Le demandeur serait-il exposé au risque d’être persécuté ou à d’autres menaces graves?

18. Il ne suffit pas de constater que l’agent à l’origine de la persécution n’a pas encore établi sa présence dans la zone envisagée. Il est préférable d’avoir des raisons de penser que le champ d’action de l’agent de persécution est susceptible de rester limité et contenu en dehors de la zone désignée comme lieu de réinstallation interne.

19. On ne peut attendre ou exiger des demandeurs qu’ils s’abstiennent de toutes opinions politiques et convictions religieuses, ou d’autres caractéristiques qui relèvent du droit à la protection, à seule fin d’échapper à la persécution dans la zone de fuite ou de réinstallation internes. La possibilité de réinstallation interne doit être plus qu’un « abri sûr » éloigné de la zone d’origine du demandeur.
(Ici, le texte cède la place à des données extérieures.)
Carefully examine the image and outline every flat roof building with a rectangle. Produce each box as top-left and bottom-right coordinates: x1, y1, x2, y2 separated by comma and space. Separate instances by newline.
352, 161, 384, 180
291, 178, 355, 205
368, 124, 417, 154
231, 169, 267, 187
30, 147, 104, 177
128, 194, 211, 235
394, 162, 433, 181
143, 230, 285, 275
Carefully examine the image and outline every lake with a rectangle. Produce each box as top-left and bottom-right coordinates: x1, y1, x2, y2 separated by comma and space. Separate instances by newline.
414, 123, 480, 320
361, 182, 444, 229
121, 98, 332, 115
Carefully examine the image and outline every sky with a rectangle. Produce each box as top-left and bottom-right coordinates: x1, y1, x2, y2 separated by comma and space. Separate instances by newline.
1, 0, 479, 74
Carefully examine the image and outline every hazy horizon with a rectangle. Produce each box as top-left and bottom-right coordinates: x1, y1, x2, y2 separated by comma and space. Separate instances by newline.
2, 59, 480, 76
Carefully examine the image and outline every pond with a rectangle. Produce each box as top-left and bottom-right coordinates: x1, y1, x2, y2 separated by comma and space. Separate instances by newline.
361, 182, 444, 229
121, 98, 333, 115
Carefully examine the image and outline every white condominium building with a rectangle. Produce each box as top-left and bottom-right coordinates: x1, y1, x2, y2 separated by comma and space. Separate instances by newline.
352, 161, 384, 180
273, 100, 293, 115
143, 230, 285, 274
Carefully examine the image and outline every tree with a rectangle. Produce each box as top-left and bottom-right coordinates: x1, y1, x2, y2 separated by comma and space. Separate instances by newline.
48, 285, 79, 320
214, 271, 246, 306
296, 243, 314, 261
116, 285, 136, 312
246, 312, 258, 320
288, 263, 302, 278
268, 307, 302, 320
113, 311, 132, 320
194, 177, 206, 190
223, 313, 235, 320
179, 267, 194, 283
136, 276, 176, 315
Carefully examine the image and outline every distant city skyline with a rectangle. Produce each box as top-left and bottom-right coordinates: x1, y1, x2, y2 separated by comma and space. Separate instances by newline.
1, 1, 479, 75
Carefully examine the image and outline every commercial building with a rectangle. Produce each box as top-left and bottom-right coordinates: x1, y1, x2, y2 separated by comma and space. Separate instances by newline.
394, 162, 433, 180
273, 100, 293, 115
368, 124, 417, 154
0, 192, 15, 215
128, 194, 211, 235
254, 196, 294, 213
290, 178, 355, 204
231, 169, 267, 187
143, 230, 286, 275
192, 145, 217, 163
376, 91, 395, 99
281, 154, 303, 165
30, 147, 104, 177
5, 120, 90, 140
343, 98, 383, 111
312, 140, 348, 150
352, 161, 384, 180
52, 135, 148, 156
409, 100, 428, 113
20. En outre, on ne peut demander à une personne dont il a été établi qu’elle craint des persécutions dans une partie du pays, pour l’un des motifs prévus par la Convention de 1951, de se réinstaller dans une autre zone où il existe de graves menaces. Si le demandeur devait être exposé à un nouveau risque, notamment à un risque grave pour sa vie, sa sécurité, sa liberté, sa santé, ou à une autre forme de graves discriminations, l’éventualité de fuite ou de réinstallation internes n’est pas envisageable, que ce risque se rattache ou pas à l’un des motifs prévus par la Convention. L’appréciation de risques nouveaux doit donc également prendre en compte la menace grave, généralement couverte par des formes complémentaires de protection.
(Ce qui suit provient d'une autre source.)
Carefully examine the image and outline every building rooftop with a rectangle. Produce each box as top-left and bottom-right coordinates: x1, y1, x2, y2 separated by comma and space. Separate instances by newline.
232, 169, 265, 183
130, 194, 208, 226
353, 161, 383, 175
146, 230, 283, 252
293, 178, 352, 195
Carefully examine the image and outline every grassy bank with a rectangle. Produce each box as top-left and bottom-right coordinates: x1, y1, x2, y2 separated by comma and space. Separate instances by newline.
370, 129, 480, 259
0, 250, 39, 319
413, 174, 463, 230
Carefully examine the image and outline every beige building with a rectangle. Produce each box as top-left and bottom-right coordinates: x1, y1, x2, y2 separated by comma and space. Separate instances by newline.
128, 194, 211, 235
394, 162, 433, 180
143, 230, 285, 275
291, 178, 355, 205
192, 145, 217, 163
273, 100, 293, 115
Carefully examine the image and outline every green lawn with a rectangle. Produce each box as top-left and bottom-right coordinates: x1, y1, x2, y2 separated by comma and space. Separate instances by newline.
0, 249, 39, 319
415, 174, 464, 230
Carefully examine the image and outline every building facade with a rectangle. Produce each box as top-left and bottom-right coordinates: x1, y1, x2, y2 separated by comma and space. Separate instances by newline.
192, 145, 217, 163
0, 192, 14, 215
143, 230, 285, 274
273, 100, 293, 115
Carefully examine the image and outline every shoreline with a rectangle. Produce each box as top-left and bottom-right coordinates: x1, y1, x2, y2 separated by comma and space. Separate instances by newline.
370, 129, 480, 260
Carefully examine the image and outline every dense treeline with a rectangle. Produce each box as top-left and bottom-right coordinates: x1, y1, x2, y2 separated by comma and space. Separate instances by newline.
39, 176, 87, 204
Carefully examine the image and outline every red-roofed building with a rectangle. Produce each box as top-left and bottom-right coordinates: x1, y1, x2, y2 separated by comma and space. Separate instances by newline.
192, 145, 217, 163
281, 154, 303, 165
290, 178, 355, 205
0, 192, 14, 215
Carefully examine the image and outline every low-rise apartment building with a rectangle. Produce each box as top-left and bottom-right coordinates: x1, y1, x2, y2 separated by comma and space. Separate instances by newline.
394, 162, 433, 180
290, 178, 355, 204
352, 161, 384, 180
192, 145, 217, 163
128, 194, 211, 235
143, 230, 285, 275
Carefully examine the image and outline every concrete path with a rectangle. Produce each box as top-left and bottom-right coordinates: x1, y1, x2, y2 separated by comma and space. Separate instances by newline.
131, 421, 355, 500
21. La zone envisagée ne peut être considérée comme lieu possible de fuite ou de réinstallation interne si les conditions qui y prévalent sont telles que le demandeur peut être obligé de retourner dans la région à l’origine des persécutions, ou dans une autre partie du pays où la persécution ou d’autres formes de menaces graves ne sont pas exclues.

[Renvois omis.]

[57]  Les paragraphes cités des Principes directeurs sur la protection internationale du HCR concernent le risque de persécution lié à un motif prévu par la Convention. J’accepte qu’une personne ne soit pas obligée de taire ses opinions politiques ou ses opinions religieuses ou de cacher d’autres caractéristiques protégées relatives à sa personne ou à son style de vie afin d’éviter la persécution, mais ce n’est pas la situation à laquelle le demandeur est confronté.
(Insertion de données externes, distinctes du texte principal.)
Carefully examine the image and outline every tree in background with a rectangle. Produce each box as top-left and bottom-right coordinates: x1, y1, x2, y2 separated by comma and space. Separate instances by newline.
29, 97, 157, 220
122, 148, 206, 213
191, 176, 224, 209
[58]  Le demandeur ne s’est pas acquitté de son fardeau de démontrer qu’il serait personnellement à risque à Guadalajara. Il n’a porté à mon attention aucun aspect de la décision de la SAR que je qualifierais de déraisonnable. Il demande à la Cour de réévaluer les preuves présentées devant la SPR et la SAR, ce que la Cour ne fera pas.

VII.  Conclusion

[59]  Pour ces motifs, la décision de la SAR est raisonnable et la demande de contrôle judiciaire est rejetée. Les parties n’ont pas soumis de question à certifier.


JUGEMENT au dossier IMM-1969-19

LA COUR STATUE que :

  1. La demande de contrôle judiciaire est rejetée.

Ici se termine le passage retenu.